For most people, the symptoms of hepatitis E are mild and clear up within four weeks, but in rare cases the disease can be fatal.

How hepatitis E spreads

Hepatitis E is spread through contact with the faeces or vomit of an infected person.

There is also increasing evidence that the infection may be linked to undercooked pork and pork products. A survey within pig abattoirs found that nearly 6% of pigs had hepatitis E virus in their blood.

Avoiding hepatitis E when cooking pork

We advise that all whole cuts of pork, pork products and offal should be thoroughly cooked until:

  • they’re steaming hot all the way through
  • none of the meat is pink when you cut into the thickest part
  • any juices run clear

This will reduce the foodborne risk of illness from hepatitis E, other viruses and bacteria that could cause disease. Good hygiene practices including hand washing and appropriate storage are also important to reduce the risk of cross-contamination within the kitchen.

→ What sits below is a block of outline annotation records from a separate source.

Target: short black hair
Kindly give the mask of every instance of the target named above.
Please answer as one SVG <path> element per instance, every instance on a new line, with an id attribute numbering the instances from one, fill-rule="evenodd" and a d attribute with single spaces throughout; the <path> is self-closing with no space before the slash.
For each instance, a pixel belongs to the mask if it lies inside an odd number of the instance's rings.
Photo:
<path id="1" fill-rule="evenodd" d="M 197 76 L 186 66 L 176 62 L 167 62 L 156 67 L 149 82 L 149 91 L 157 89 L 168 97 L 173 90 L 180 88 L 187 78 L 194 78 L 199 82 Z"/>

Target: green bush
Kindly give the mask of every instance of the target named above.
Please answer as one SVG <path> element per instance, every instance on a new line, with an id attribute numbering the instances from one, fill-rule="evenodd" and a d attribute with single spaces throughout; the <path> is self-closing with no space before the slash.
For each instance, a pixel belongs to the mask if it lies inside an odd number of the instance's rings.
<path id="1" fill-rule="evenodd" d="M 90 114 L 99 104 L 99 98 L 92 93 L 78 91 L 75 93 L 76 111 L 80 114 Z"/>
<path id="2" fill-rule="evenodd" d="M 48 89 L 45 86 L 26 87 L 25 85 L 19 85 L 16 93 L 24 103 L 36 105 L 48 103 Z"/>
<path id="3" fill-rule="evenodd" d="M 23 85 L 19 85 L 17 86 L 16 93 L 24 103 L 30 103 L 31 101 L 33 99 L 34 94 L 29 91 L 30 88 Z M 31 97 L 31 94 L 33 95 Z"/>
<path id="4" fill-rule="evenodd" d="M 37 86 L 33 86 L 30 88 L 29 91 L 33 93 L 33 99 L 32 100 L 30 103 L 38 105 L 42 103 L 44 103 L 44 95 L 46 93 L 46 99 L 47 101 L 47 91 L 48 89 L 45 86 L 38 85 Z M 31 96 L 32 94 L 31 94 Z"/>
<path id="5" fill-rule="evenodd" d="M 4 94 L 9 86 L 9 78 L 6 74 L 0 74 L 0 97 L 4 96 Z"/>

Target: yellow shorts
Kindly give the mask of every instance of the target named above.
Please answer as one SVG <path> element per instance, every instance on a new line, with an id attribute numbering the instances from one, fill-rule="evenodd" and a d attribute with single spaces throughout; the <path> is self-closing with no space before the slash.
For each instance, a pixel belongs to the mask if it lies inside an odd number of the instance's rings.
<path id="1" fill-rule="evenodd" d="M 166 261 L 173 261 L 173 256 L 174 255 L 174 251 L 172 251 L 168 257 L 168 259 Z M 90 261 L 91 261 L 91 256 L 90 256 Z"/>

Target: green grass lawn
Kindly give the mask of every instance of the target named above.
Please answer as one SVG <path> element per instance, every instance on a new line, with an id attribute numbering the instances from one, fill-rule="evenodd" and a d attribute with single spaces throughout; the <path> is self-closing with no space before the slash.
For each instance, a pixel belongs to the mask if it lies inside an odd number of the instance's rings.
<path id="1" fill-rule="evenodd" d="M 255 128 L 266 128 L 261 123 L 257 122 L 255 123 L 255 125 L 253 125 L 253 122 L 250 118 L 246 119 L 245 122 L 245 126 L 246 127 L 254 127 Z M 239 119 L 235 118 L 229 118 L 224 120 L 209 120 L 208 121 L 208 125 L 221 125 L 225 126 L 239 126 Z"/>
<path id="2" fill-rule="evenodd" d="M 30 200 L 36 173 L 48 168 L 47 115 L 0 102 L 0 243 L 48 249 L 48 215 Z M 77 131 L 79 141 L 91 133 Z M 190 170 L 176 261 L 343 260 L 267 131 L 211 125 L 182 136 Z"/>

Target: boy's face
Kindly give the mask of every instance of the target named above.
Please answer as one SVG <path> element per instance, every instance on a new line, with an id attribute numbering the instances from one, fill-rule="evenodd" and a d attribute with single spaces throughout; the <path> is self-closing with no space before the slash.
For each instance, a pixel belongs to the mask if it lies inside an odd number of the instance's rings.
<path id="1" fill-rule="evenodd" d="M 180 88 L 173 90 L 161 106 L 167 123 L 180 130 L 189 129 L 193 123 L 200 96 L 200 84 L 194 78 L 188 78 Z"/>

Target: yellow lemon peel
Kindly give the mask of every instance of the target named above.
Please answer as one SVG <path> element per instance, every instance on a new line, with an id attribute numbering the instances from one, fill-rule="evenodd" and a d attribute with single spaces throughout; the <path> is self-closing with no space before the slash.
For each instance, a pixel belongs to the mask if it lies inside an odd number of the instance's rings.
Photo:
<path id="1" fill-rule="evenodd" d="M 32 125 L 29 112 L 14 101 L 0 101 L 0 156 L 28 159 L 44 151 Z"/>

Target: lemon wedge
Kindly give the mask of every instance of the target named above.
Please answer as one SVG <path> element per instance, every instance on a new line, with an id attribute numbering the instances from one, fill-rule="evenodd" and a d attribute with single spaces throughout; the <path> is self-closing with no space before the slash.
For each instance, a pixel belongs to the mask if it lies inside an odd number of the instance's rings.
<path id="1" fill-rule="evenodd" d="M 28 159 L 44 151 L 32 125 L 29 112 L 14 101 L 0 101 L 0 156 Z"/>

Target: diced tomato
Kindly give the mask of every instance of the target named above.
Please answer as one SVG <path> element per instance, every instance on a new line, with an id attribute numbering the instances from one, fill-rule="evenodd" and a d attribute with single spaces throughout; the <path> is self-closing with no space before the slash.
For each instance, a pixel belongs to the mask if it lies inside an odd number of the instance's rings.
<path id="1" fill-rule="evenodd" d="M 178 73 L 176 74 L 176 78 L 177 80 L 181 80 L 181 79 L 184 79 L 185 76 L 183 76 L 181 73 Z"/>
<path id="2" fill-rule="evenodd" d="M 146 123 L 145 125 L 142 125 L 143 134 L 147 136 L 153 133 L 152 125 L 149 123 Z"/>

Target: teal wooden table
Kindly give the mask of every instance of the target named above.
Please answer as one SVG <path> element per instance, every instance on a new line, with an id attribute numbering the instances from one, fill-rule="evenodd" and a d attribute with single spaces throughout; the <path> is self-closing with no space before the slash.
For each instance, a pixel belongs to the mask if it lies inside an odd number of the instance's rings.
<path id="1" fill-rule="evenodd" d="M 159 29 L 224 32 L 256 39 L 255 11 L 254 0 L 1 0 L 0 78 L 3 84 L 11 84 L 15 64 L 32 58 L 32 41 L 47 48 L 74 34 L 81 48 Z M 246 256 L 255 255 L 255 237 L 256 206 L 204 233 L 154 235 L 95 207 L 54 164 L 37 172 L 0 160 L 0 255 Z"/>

Viruses are very small and often highly contagious pathogenic agents which cause disease.
Foodborne viruses account for an estimated 18% of the UK’s food poisoning incidents – a significant proportion.

Viruses can be spread between people (hosts) in different ways such as through bodily fluids, the gastrointestinal tract and through the air.

Viruses rely on the cellular machinery of hosts (living organisms) to multiply. Some viruses can survive and remain infectious in foods and the environment for prolonged periods of time. Some viruses can survive harsh conditions such as:

  • high temperatures
  • low temperatures
  • acidic or alkaline environments
  • UV exposure

What the FSA is doing to keep you safe from hepatitis E

Until recently, people in the UK only usually became infected with hepatitis E if they’d travelled abroad to places with poor sanitation.

We now know that there are more people, particularly immunosuppressed patients, with hepatitis E who haven’t travelled abroad. We suspect that these cases may be due to exposure to infectious hepatitis E virus in pork and pork products.

While it's possible to identify the hepatitis E virus in food, we can’t tell whether it’s infectious and capable of making us ill. We’re continuing to research how foodborne hepatitis E virus may be affecting UK consumers.

A key area we need more evidence for is the development of improved detection methods. This is so that we can better assess the risk from hepatitis E virus in the food chain. We’ll then be able to take steps to reduce the chances of it reaching our dinner plates.

We know that thorough cooking kills bacteria and viruses, but we’re not certain how effective different cooking practices are at eliminating viruses such as hepatitis E from food.

We’re planning further work to understand how much heat is required and for how long in order to remove hepatitis E in food. This will enable us to give clear advice on what temperature foods should be cooked at and for how long. This applies in particular to pork and pork products.